Come funziona questa stima
Gli onorari degli avvocati in Italia sono liberamente concordabili tra professionista e cliente. Quando manca un accordo scritto, il giudice (o il professionista in fase di preventivo) fa riferimento ai parametri forensi stabiliti dal D.M. 55/2014 e successive modifiche, che indicano compensi medi per scaglione di valore della causa e per singola fase del giudizio (studio, introduttiva, istruttoria, decisionale).
Questo calcolatore applica una percentuale indicativa del valore della causa, decrescente all'aumentare dello scaglione (più alto è il valore in causa, minore è la percentuale applicata), per dare un ordine di grandezza molto approssimativo.

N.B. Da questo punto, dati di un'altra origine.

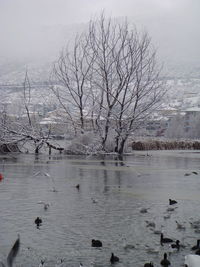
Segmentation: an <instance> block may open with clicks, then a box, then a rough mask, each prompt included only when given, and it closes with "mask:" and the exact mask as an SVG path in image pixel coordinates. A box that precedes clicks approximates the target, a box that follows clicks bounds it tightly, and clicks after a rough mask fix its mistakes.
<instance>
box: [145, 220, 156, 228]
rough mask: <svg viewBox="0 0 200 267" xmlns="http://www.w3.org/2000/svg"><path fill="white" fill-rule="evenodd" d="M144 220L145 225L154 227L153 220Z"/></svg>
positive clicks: (147, 226)
mask: <svg viewBox="0 0 200 267" xmlns="http://www.w3.org/2000/svg"><path fill="white" fill-rule="evenodd" d="M145 222H146V224H147V225H146V226H147V227H152V228H155V227H156V224H155V222H151V221H145Z"/></svg>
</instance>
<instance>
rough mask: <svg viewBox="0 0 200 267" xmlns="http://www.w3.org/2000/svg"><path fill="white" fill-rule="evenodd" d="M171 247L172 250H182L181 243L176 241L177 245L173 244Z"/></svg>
mask: <svg viewBox="0 0 200 267" xmlns="http://www.w3.org/2000/svg"><path fill="white" fill-rule="evenodd" d="M171 247H172V248H176V249H177V250H179V249H180V241H179V240H176V243H175V244H171Z"/></svg>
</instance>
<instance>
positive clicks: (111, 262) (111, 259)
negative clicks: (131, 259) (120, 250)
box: [110, 253, 119, 263]
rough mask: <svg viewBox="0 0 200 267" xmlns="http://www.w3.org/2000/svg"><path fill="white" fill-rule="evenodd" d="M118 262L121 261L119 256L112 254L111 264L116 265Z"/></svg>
mask: <svg viewBox="0 0 200 267" xmlns="http://www.w3.org/2000/svg"><path fill="white" fill-rule="evenodd" d="M118 261H119V258H118V257H117V256H115V255H114V253H111V257H110V262H111V263H115V262H118Z"/></svg>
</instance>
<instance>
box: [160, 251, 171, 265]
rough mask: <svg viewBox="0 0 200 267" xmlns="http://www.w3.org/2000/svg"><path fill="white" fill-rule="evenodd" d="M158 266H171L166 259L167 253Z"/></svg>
mask: <svg viewBox="0 0 200 267" xmlns="http://www.w3.org/2000/svg"><path fill="white" fill-rule="evenodd" d="M160 265H162V266H164V267H168V266H169V265H171V263H170V261H169V260H168V259H167V253H164V258H163V259H162V260H161V262H160Z"/></svg>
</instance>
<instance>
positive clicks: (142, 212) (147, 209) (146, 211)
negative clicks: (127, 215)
mask: <svg viewBox="0 0 200 267" xmlns="http://www.w3.org/2000/svg"><path fill="white" fill-rule="evenodd" d="M147 212H148V209H146V208H142V209H141V210H140V213H147Z"/></svg>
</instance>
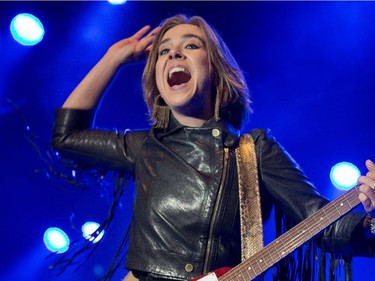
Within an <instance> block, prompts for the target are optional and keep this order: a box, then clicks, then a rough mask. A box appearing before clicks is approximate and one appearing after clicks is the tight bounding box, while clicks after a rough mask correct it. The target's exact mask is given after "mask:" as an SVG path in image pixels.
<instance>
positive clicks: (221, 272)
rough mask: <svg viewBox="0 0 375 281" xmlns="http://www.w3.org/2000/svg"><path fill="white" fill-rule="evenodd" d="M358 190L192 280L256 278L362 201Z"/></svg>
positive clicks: (347, 193)
mask: <svg viewBox="0 0 375 281" xmlns="http://www.w3.org/2000/svg"><path fill="white" fill-rule="evenodd" d="M358 193H359V191H358V186H355V187H353V188H352V189H351V190H349V191H348V192H346V193H344V194H343V195H341V196H340V197H338V198H337V199H336V200H334V201H332V202H330V203H328V204H327V205H326V206H324V207H323V208H321V209H319V210H318V211H317V212H315V213H314V214H313V215H311V216H310V217H308V218H307V219H305V220H304V221H302V222H300V223H299V224H297V225H296V226H294V227H293V228H291V229H290V230H289V231H287V232H285V233H284V234H283V235H281V236H280V237H278V238H277V239H276V240H274V241H273V242H271V243H270V244H268V245H267V246H266V247H264V248H263V249H262V250H260V251H259V252H257V253H256V254H254V255H253V256H251V257H250V258H249V259H247V260H245V261H244V262H242V263H240V264H239V265H237V266H236V267H234V268H228V267H226V268H220V269H218V270H215V271H214V272H210V273H208V274H206V275H203V276H200V277H197V278H194V279H192V280H191V281H233V280H236V281H249V280H254V279H256V278H257V277H259V275H260V274H262V273H264V272H265V271H266V270H268V269H269V268H271V267H272V266H273V265H275V264H276V263H277V262H279V261H280V260H281V259H283V258H285V257H286V256H287V255H288V254H290V253H292V252H293V251H294V250H296V249H297V248H298V247H300V246H302V245H303V244H304V243H306V242H307V241H308V240H310V239H311V238H313V237H314V236H315V235H317V234H319V233H320V232H321V231H322V230H324V229H325V228H327V227H328V226H329V225H331V224H332V223H334V222H335V221H337V220H338V219H339V218H341V217H342V216H343V215H345V214H346V213H348V212H349V211H350V210H352V209H353V208H355V207H356V206H357V205H358V204H359V203H360V200H359V198H358Z"/></svg>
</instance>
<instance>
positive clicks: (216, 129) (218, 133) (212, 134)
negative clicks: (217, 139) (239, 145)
mask: <svg viewBox="0 0 375 281" xmlns="http://www.w3.org/2000/svg"><path fill="white" fill-rule="evenodd" d="M211 133H212V135H213V136H214V137H215V138H217V137H218V136H220V133H221V132H220V130H219V129H212V132H211Z"/></svg>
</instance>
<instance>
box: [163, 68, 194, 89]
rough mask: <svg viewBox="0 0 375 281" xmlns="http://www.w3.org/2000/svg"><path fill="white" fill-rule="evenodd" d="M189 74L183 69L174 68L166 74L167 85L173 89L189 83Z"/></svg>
mask: <svg viewBox="0 0 375 281" xmlns="http://www.w3.org/2000/svg"><path fill="white" fill-rule="evenodd" d="M190 79H191V74H190V73H189V71H188V70H187V69H185V68H184V67H174V68H172V69H171V70H170V71H169V73H168V85H169V87H173V86H176V85H181V84H184V83H187V82H189V81H190Z"/></svg>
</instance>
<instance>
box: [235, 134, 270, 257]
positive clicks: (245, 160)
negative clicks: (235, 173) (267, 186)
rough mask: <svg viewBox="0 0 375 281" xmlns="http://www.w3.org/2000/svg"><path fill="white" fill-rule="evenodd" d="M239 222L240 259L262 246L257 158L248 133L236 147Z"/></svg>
mask: <svg viewBox="0 0 375 281" xmlns="http://www.w3.org/2000/svg"><path fill="white" fill-rule="evenodd" d="M236 159H237V169H238V185H239V204H240V222H241V250H242V253H241V254H242V255H241V257H242V261H244V260H246V259H248V258H250V257H251V256H252V255H253V254H255V253H256V252H258V251H259V250H261V249H262V248H263V245H264V242H263V224H262V211H261V208H260V194H259V181H258V168H257V159H256V154H255V145H254V141H253V138H252V137H251V135H250V134H245V135H243V136H241V138H240V143H239V146H238V148H236Z"/></svg>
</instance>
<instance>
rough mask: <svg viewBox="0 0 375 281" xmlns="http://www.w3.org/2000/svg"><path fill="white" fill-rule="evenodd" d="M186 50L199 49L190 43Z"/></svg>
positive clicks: (197, 47) (194, 45)
mask: <svg viewBox="0 0 375 281" xmlns="http://www.w3.org/2000/svg"><path fill="white" fill-rule="evenodd" d="M185 48H186V49H199V47H198V46H197V45H196V44H193V43H190V44H188V45H186V47H185Z"/></svg>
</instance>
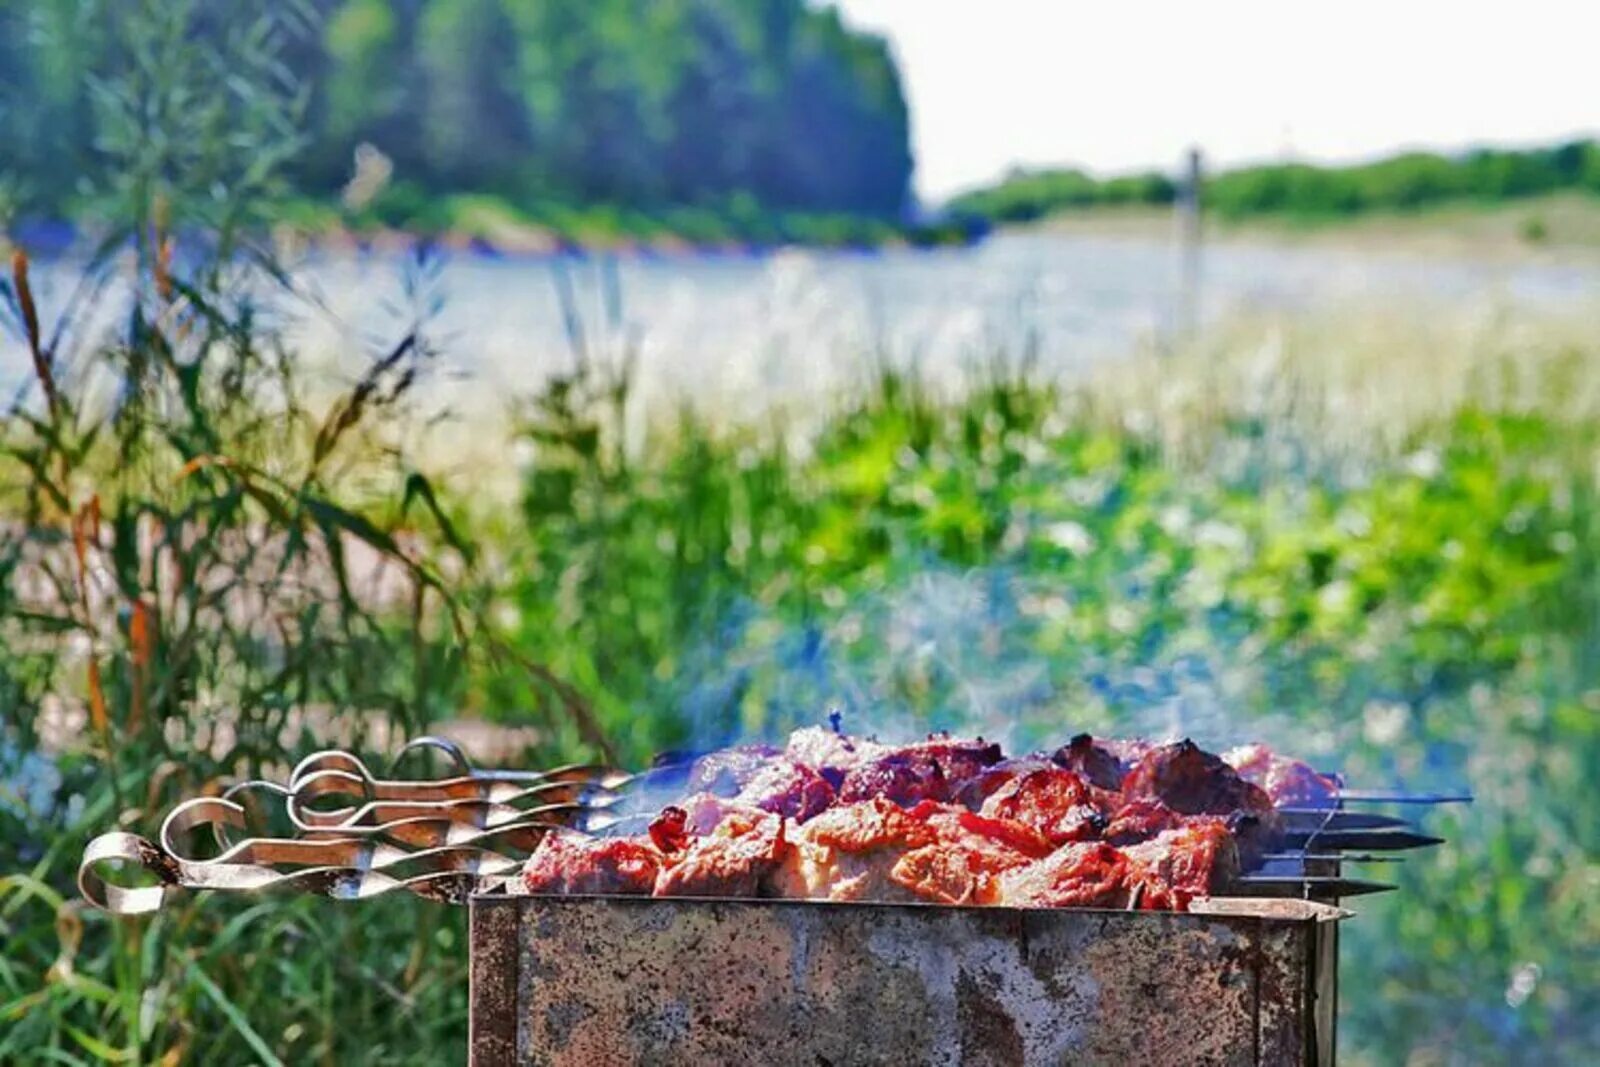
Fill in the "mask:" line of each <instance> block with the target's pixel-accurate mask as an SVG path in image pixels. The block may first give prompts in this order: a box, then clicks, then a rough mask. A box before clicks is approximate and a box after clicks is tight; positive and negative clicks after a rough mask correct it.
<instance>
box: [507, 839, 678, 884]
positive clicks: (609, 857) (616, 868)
mask: <svg viewBox="0 0 1600 1067" xmlns="http://www.w3.org/2000/svg"><path fill="white" fill-rule="evenodd" d="M659 870H661V853H659V851H658V849H656V848H654V845H651V841H650V838H648V837H646V838H635V837H589V835H587V833H578V832H574V830H550V832H549V833H546V835H544V837H542V838H541V840H539V846H538V848H534V849H533V854H531V856H530V857H528V862H526V864H523V869H522V885H523V888H525V889H526V891H528V893H550V894H566V893H594V894H608V896H650V893H651V889H654V886H656V875H658V873H659Z"/></svg>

Perché è solo una stima di larga massima
Le tabelle ufficiali dei parametri forensi non sono una semplice percentuale sul valore della causa: distinguono tra le diverse fasi del procedimento, tra materia civile, penale, stragiudiziale, e prevedono forbici (valori minimi e massimi) per ciascuna voce, con possibilità di aumento o riduzione discrezionale da parte del giudice. Il compenso reale concordato con un avvocato può discostarsi significativamente da questa stima: usala solo come primo orientamento, non come preventivo.
Domande frequenti
Gli onorari degli avvocati sono fissi per legge?
No, sono liberamente concordabili tra avvocato e cliente. I parametri forensi (D.M. 55/2014) si applicano solo in assenza di accordo scritto, ad esempio per la liquidazione giudiziale delle spese.
Da cosa dipende il compenso di un avvocato?
Dal valore della causa, dalla complessità della materia, dal numero di fasi processuali coinvolte e dagli accordi specifici presi con il professionista.
Questo calcolatore sostituisce un preventivo?
No, fornisce solo un ordine di grandezza indicativo. Per un importo affidabile è necessario richiedere un preventivo scritto al proprio avvocato, come previsto dalla normativa sulla trasparenza dei compensi professionali.